For model building, I will compare between two of the widely used time series modeling in business and industry: ETS Holt-Winters and Seasonal Arima. I use ETS Holt-Winters because my data contain both seasonal and trend. I also want to compare it between seasonal Arima to check whether seasonal ARIMA can give better forecasting performance.

# ets Holt-Winters
theft_ets <- stlm(theft_train, method = "ets") # no log transformation for additive data

# SARIMA
theft_arima <- stlm(theft_train, method = "arima")

Forecast & Evaluation

# forecast
theft_ets_f <- forecast(theft_ets, h = 24*7*4*12)
theft_arima_f <- forecast(theft_arima, h = 24*7*4*12)
# visualization

a <- autoplot(theft_ets_f, series = "ETS", fcol = "red") +
  autolayer(theft_msts, series = "Actual", color = "black") + 
  labs(subtitle = "Number of Theft Case at Chicago, from Jan 2018 - Dec 2021",
       y = "Theft Frequency") +
  theme_minimal()

b <- autoplot(theft_arima_f, series = "ARIMA", fcol = "blue") +
  autolayer(theft_msts, series = "Actual", color = "black") +
  labs(subtitle = "Number of Theft Case at Chicago, from Jan 2018 - Dec 2021",
       y = "Theft Frequency") +
  theme_minimal()

grid.arrange(a,b)

# model evaluation: root mean squared error (RMSE)
data.frame(ETS = MAE(theft_ets_f$mean, theft_test), ARIMA = MAE(theft_arima_f$mean, theft_test))

From the analysis above, we can conclude that we have sucsesfully forecast theft frequency and found ARIMA as the best model with the lowest error (MAE ~2.303%, although not very different from ETS model).

Assumption Check

  1. Normality: Anderson-Darling Test
  • H0 : residuals are normally distributed
  • H1 : residuals are not normally distributed
ad.test(theft_arima_f$residuals)
## 
##  Anderson-Darling normality test
## 
## data:  theft_arima_f$residuals
## A = 35.48, p-value < 2.2e-16
hist(theft_arima_f$residuals, breaks = 20)

  1. Autocorrelation: Box.test - Ljng-Box
  • H0 : No autocorrelation in the forecast errors
  • H1 : there is an autocorrelation in the forecast errors
Box.test(theft_arima_f$residuals, type = "Ljung-Box") # there is not enough data to reject H0
## 
##  Box-Ljung test
## 
## data:  theft_arima_f$residuals
## X-squared = 0.0058471, df = 1, p-value = 0.939

Based on the assumption check, there is no autocorrelation on our forecast residuals (p-value > 0.05).

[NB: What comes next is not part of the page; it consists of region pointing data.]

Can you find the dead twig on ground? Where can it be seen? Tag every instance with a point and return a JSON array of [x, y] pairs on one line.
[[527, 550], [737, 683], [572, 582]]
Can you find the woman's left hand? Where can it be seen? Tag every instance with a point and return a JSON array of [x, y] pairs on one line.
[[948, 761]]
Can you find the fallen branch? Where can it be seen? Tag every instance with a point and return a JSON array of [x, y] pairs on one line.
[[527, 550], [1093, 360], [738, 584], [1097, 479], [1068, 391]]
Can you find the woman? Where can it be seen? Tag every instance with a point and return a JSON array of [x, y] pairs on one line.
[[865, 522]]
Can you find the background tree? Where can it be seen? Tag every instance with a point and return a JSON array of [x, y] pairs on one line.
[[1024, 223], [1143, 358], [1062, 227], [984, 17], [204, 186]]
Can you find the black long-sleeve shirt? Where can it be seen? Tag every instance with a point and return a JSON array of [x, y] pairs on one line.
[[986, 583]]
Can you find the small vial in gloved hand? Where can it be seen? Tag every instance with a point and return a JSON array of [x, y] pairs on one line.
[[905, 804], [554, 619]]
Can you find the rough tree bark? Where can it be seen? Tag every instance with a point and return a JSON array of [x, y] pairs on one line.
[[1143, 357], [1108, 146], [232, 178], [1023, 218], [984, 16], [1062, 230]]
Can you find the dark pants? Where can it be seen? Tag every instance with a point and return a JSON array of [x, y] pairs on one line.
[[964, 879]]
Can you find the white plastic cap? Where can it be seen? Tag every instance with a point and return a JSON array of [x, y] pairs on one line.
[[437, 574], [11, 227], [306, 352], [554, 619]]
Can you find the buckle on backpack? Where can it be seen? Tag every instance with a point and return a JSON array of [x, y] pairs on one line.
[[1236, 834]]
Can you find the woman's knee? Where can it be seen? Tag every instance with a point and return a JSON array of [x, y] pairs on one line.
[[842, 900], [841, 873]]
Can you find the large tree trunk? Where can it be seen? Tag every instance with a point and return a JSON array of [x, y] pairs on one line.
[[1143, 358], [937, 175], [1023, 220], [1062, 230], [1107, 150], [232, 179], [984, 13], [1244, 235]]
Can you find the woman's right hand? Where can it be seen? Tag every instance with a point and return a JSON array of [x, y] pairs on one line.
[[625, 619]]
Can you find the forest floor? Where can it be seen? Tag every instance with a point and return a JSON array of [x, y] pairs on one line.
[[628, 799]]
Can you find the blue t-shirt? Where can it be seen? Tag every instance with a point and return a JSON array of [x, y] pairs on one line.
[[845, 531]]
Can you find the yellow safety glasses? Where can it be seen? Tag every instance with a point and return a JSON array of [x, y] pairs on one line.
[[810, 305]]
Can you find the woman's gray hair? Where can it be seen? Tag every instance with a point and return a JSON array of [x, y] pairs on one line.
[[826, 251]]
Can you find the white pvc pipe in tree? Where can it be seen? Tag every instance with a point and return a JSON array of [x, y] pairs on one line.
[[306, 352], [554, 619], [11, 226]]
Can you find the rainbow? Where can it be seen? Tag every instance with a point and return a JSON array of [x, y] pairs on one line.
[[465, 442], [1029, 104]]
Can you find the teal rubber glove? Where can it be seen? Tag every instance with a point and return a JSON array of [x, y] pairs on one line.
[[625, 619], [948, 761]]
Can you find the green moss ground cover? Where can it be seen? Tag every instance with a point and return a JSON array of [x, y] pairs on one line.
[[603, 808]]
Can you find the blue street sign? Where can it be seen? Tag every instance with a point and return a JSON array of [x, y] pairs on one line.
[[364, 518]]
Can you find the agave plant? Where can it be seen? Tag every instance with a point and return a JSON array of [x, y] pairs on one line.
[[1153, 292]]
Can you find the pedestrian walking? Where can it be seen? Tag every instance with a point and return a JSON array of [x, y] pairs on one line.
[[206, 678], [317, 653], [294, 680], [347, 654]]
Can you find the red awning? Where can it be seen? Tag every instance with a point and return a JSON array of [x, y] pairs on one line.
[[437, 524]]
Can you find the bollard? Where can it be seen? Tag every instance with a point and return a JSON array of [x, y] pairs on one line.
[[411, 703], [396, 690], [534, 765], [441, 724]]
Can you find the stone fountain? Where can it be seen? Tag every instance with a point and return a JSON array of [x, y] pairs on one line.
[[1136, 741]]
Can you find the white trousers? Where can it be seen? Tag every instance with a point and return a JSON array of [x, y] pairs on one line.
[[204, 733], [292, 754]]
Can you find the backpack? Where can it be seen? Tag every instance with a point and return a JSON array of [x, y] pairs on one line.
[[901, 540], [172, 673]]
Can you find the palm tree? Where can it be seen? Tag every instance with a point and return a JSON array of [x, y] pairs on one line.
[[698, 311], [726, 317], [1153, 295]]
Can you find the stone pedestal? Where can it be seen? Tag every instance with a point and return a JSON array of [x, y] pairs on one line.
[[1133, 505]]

Still, our forecast’s residuals are not distributed normally, therefore it’s residuals may not be appeared around its mean as seen in the histogram.

In a time series, such errors might emerge from various unpredictable events and is actually quite unavoidable. One strategy to overcome it is to analyze what kinds of unpredictable events that might occur and occurs frequently. This can be done by time series analysis using seasonality adjustment.

Conclusion

Based on the analysis and our model performance, our model able to predict the theft crime rate in the city of Chicago with Measure of Error (MAE) around 2.303%. Still, it can be optimized thoroughly with several way as our model does not fulfill the Normality assumptions.

As for the seasonal analysis, it is safe to say that the theft crime is likely to increase around 10 am, it reaches a peak value in 5 pm (after office hours) and tend to increase towards 12 o’clock in the morning. The crime itself is more likely to happen from June until October.